Christopher is a boy she met in college. He was an honor student who majored in business and finance, and they met through a friend of a friend of a friend sort of deal. Their romance began quickly but continued steadily throughout their four years at Ohio State University.

They shared the same common interest of wanting to leave the rural state and move to bigger and better things. She was majoring in literature at the time, and found the idea of journalism in New York City to be inexplicably exciting. He, too, wanted to move to New York.

It was a pipe dream, but he was always so good at making those come true.

Quinn never doubted that she loved him. He was everything she needed in a man. He was careful and modest and would support her throughout her whole life. All she had to do was stay home and write from her computer desk.

He loved her. He treated her like gold.

Sometimes, though — and only sometimes — she wonders if things would have been different if she hadn't gotten on that plane years ago to Columbus. Puck had begged her to stay with him. He had told her that they'd get out of Lima as soon as they could, but, "Don't go just yet. Stay with me and we'll leave together."

She had told him then that she was worth more than this. Maybe she never truly believed it, but she got on that flight. She looked back once and only once to his form silhouetted against the rising sun, watching her go, and if he ever cried over her, she didn't see it.

She left him the day after graduation and sometimes, when she's alone, she regrets it.

But only sometimes. And only when she's alone.

Eventually she'll find out through the grapevine, as things go, that he left Lima the week after she did. He cut off contact with nearly everyone they ever knew and moved to Albany, where his grandparents lived. Finn was the only one who ever really talked to him, and it was fleeting. He reported to whom it may concern that Puck was doing fine.

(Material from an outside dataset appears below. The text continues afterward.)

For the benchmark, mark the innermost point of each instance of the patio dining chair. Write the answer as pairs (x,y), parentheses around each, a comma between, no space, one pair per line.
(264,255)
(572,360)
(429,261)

He was going to a community college just outside of his district, and he'd even been seeing a girl.

It's neither here nor there — the girl was nameless and faceless, as would all his conquests be, and though he knew where she was, he never once visited her until the month before her wedding.

…

It's a night when Christopher is gone once more, attending to his business matters at Honolulu for his company that was expanding and flourishing at last. He had kissed her goodbye in the afternoon and warned her that he would be late, and that he had booked a hotel just in case he couldn't make it back. She nodded that she'd understood and spent the day typing up drabbles of poetry that she would never dare show the world.

After a nap, she awoke to darkness, and all at once, a feeling of immense weariness came over her.

She had come to Hawaii for a honeymoon and she never once saw her husband during the morning hours. If he ever came home at all, it was to immediately fall right asleep in the living room cot, for he did not want to wake her in the master bedroom.

She spent all her time alone.

The epiphany washes over her like red tide, and with a strengthening resolve, she pulls on one of her summer dresses and flees out to the sand.

The night air is cool and humid on her face, and the sand between her toes is decidedly pleasant. She ventures to the surf and watches it his over her feet, the crashing and rolling of the waves lulling her as she twirled almost drunkenly on her tip-toes, an unbalanced ballerina.

She watches the moon drift across the sky with her arms spread out beside her. She can't remember the last time she'd done anything for the fun of it, and as she tries to find where the sea meets the horizon, the soft sound of footsteps on the sand catches her attention. Quinn hesitates only for a moment and then whirls around to face her stalker.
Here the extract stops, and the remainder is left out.